The Metropolitan Hotel at Pennsylvania Avenue and Sixth Street NW in Washington, D.C. was a major hotel of the capital city of the United States from 1863 to 1933. Built in 1850 by the heirs of Jesse Brown,[1] the Metropolitan was "brick with marble veneer, originally five stories, approx[imately] twenty bays."[2] In its day it was home "to many distinguished congressmen and visitors."[3] The Metropolitan had a reputation as the hotel of politicians from the Southern states.[4]
The history of the hotel that stood on Pennsylvania between Sixth and Seventh began with a land purchase in 1802.[5] The first owner constructed Woodward's Centre Tavern and arranged to have water piped to the building from a nearby spring.[6] Successive owner-operators of taverns on the block included Solomon Meyer, Robert Underwood, Nicholas L. Queen, George W. Lindsay, John Davis, and David McKeowin, all of whom built or linked extant structures in various combinations. "The Star-Spangled Banner" was supposedly sung for the first time ever at this tavern in December 1814 "during a dinner given by the citizens of the district to the Secretary of the Navy, William Jones, who was resigning his office." As Davis' Hotel it was the site of an inaugural ball for James Monroe.
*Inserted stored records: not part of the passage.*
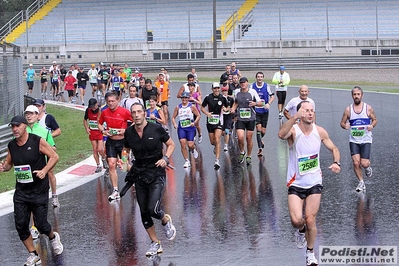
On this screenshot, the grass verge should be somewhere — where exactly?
[0,104,92,192]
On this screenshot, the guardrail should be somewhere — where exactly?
[0,125,12,160]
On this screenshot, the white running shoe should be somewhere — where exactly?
[108,190,121,201]
[356,180,366,192]
[295,229,308,248]
[163,213,176,240]
[30,226,40,240]
[50,232,64,255]
[183,160,191,168]
[24,253,42,266]
[145,241,163,256]
[306,250,319,266]
[364,166,373,178]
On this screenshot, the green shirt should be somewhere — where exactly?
[123,68,132,82]
[26,122,55,147]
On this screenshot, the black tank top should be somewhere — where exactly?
[8,134,50,203]
[142,87,158,104]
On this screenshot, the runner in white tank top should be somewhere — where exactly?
[278,101,341,265]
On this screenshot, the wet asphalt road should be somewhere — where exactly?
[0,82,399,266]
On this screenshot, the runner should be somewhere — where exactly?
[252,72,274,156]
[87,64,98,97]
[83,98,107,173]
[188,83,202,144]
[201,82,229,170]
[0,116,64,265]
[155,73,170,123]
[98,91,133,201]
[33,99,61,207]
[24,64,36,96]
[284,85,316,122]
[278,101,341,265]
[231,77,263,165]
[272,66,290,119]
[172,92,201,168]
[341,86,377,192]
[39,66,48,99]
[124,103,176,256]
[76,67,90,106]
[222,85,234,151]
[145,95,166,126]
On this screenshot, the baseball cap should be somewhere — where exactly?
[25,105,39,113]
[88,98,97,108]
[8,115,28,126]
[33,99,45,105]
[212,82,220,89]
[240,77,248,83]
[180,91,190,98]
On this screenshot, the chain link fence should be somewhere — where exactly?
[0,43,24,159]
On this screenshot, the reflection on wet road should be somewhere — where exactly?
[0,83,399,266]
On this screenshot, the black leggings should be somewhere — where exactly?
[135,176,166,229]
[14,200,51,241]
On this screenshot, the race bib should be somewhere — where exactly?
[208,115,220,125]
[179,119,191,128]
[14,164,33,183]
[298,154,319,175]
[351,127,366,138]
[89,120,98,130]
[240,108,251,118]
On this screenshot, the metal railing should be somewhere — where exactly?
[0,0,49,41]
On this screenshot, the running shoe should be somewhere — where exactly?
[356,180,366,192]
[238,152,246,163]
[223,144,229,151]
[94,165,103,173]
[193,149,198,159]
[183,160,191,168]
[50,232,64,255]
[30,225,40,240]
[163,213,176,240]
[24,253,42,266]
[213,159,220,170]
[306,250,319,266]
[245,156,252,165]
[108,190,121,201]
[364,166,373,178]
[145,241,163,256]
[295,229,308,248]
[51,195,60,208]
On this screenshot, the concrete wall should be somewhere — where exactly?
[21,40,399,65]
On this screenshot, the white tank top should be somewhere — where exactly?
[287,124,322,189]
[349,103,373,144]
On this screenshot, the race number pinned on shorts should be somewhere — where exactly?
[240,108,251,118]
[208,115,220,125]
[298,154,319,175]
[14,164,33,183]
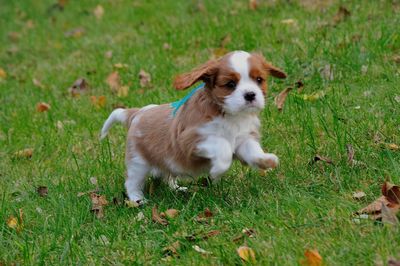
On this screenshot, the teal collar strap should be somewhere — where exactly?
[171,83,205,116]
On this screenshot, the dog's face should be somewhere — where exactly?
[174,51,286,114]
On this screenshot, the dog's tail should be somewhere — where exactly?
[100,108,140,140]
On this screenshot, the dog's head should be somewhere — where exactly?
[174,51,286,114]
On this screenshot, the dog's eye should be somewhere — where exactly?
[225,80,236,89]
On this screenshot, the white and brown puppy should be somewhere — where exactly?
[101,51,286,201]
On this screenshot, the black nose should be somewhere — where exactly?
[244,91,256,102]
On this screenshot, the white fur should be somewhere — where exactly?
[224,51,265,114]
[197,114,260,180]
[100,108,127,139]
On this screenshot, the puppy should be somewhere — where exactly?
[101,51,286,203]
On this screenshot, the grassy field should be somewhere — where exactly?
[0,0,400,265]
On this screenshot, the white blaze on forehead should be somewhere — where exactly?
[229,51,251,77]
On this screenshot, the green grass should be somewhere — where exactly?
[0,0,400,265]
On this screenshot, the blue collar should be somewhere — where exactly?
[171,83,205,117]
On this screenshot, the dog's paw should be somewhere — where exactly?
[256,153,279,170]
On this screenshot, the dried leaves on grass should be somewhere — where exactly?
[356,182,400,224]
Finally, in 1821, it was purchased by Jesse Brown "who had been for several years the proprietor of the City Hotel in nearby Alexandria. Brown called his Washington enterprise the Indian Queen Tavern—the name having probably been suggested from a hotel by the same name once kept by David Arrell on Market street in nearby Alexandria." The Indian Queen had a large painted wooden carving of a stylized Native American woman as well a carved wooden sign that bore the motto "good entertainment for man and beast."[7] In the tavern era, "on a tall pole set at the footwalk were a bell and a rope. When meals were ready in the 'ordinary' a slave rang the bell and it could be heard along the avenue from Four and a Half to Ninth Street."[8] The Indian Queen tavern on the same site as the later Metropolitan was "the traffic centre of the old stage-coach days...From the courtyard in front of the old building the Baltimore and Philadelphia coaches started each morning, and thrice a week a coach left for the old National road line to Frederick, Cumberland and Pittsburg."The Indian Queen Tavern was enlarged and became Brown's Indian Queen Hotel. John Tyler was sworn in as president at the Indian Queen.[9] Charles Dickens visited on his American tour and mentioned the Indian Queen in Martin Chuzzlewitt. Benjamin Perley Poore includes an extended description of the Indian Queen in his memoirs of life in 19th-century Washington, published 1887.[10] He recalled Jesse Brown preparing a "foaming eggnog" for patriotic holidays such as the Fourth of July and Washington's Birthday in a punch bowl that had allegedly belonged to George Washington . Pushmataha reportedly stayed at the hotel when visiting Washington for treaty negotiations, "as did many Indian delegations."
Jesse Brown died in 1847, at age 74, and his sons Tillotson P. Brown and Marshall Brown took over.[11] The old building was demolished in 1850.[12] The cornerstone of the new Brown's Hotel was laid in May 1851, with construction projected to be completed "October next."[13] Items deposited in the time capsule in the cornerstone included grains of gold brought by John Walker from California, a copy of the Declaration of Independence and "Rev. C. M. Butler's Thanksgiving Sermon," and "pennies by the old colored servants, put in for ' good luck,' and to 'the memory of their old master.'" The architect of the new building was John Haviland. The marble of Brown's Marble Hotel came from Maryland and/or was supposedly left over from the construction of the U.S. Capitol building. A new proprietor began leasing the building in 1862 and changed the name from Brown's Hotel to the Metropolitan Hotel.[14] [15] The Brown family sold out entirely in 1865. The hotel had a "broad, low ceiled lobby" that was usually "filled with broad-hatted frock-coated men" and reminded people more or "Memphis or New Orleans than of the Northern cities. The bar was always famous for its juleps, toddies, and sherry cobblers."As of 1884, the old tavern building was "yet a part of the back of the hotel."[16]
The building was razed in 1933.[17] Some of the bricks were repurposed in the construction of a Georgian-style home on Massachusetts Avenue.[18] The lot was then used as a bus station. As of the 1960s, the location was Barney's restaurant and "a two-story, two-bay fragment from the southwest corner now survives, first floor altered, second floor retains original Greek Revival marble trim." The remaining fragment was demolished in 1984.